For help with pestifer make-ligand-mol2:

$ pestifer make-ligand-mol2 --help

Examples¶

Generate mol2 files for every non-CHARMM ligand in PDB 1HPV:

$ pestifer make-ligand-mol2 1HPV --outdir mol2_out

The output for that PDB looks like:

=== make-ligand-mol2 summary (outdir: mol2_out) ===
Already in CHARMM (1): HOH

Generated 1 mol2 file(s):
    478  ->  mol2_out/478.mol2

The input source can also be a local PDB file:

$ pestifer make-ligand-mol2 ./my_structure.pdb --outdir mol2_out

If the RCSB Data API has no entry for a particular ligand (or the default SMILES is unsuitable, e.g. you want a different tautomer), you can supply a SMILES override:

$ pestifer make-ligand-mol2 1IEP --smiles STI='Cc1ccc(NC(=O)c2ccc(cc2)CN2CCN(CC2)C)cc1Nc1nccc(n1)-c1cccnc1'

The --smiles flag can be repeated for multiple residues.

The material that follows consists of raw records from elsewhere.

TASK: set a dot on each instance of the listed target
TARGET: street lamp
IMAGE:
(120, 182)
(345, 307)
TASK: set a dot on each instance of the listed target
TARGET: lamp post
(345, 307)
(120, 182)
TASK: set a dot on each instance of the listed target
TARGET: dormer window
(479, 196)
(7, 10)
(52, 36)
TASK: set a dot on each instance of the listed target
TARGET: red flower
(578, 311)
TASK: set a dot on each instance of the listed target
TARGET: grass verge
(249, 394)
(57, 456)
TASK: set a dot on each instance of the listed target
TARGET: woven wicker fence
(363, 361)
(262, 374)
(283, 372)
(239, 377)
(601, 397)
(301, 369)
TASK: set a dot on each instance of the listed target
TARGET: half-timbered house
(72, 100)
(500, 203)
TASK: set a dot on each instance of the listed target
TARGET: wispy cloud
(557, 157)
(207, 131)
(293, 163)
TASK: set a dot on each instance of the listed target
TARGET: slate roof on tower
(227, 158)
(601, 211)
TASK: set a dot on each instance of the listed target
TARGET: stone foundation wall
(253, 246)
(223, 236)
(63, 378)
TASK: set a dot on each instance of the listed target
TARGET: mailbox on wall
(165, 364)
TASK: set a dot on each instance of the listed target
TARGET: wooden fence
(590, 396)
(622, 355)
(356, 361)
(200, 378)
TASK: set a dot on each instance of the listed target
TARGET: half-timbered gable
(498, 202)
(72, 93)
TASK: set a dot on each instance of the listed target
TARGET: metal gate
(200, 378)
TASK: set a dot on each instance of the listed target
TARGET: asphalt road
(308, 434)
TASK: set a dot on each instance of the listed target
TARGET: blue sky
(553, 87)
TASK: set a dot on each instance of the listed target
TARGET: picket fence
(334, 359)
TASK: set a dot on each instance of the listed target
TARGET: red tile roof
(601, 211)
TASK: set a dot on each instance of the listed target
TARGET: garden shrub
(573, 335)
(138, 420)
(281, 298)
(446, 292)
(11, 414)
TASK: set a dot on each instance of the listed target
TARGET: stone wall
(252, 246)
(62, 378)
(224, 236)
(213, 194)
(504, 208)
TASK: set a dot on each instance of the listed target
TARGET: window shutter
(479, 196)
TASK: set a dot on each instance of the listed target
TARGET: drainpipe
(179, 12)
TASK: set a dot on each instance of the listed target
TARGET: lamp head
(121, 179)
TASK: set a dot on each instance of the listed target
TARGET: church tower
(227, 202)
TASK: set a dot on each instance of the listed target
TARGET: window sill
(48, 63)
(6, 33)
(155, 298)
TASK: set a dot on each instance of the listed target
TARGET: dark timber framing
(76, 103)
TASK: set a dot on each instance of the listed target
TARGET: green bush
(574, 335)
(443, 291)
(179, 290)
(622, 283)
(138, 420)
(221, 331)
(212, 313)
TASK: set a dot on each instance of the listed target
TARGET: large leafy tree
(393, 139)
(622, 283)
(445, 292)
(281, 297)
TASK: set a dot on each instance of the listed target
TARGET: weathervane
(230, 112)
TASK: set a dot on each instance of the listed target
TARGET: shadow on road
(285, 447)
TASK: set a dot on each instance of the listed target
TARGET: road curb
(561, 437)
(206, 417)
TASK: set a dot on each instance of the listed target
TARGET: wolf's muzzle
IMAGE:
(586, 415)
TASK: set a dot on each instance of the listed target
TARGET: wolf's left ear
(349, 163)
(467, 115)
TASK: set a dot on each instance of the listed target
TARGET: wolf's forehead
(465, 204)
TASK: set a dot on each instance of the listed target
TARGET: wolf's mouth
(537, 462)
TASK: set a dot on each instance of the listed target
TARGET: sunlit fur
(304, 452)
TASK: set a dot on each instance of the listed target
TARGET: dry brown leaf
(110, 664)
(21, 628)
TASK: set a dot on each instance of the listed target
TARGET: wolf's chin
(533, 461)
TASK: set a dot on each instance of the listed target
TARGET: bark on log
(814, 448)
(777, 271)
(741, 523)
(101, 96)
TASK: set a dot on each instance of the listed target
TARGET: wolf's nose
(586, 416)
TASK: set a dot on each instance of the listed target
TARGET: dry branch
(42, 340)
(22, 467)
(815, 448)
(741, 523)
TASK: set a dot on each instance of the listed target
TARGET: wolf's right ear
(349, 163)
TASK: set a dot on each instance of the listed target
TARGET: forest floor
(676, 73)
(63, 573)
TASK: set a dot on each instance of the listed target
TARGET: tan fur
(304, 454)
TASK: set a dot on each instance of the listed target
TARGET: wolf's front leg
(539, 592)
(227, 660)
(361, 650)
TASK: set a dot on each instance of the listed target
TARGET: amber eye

The protonation pH can be adjusted with --ph:

$ pestifer make-ligand-mol2 1AKE --ph 7.0

Per-ligand failures (no RCSB SMILES, RDKit cannot sanitize the structure, obabel fails, etc.) are reported in the summary but do not abort the run, so a single problematic ligand will not block mol2 generation for the rest.

CGenFF round-trip¶

The recommended workflow once a mol2 file has been generated:

Upload the mol2 to https://cgenff.com/ (free academic license) and download the resulting .str.
Drop the .str into ~/.pestifer/toppar/ – the per-user custom CHARMM cache. Any pestifer build that subsequently encounters that residue will resolve it automatically, without requiring charmmff.user_custom entries in the input YAML.

See user_custom for details on the user-custom search-path machinery.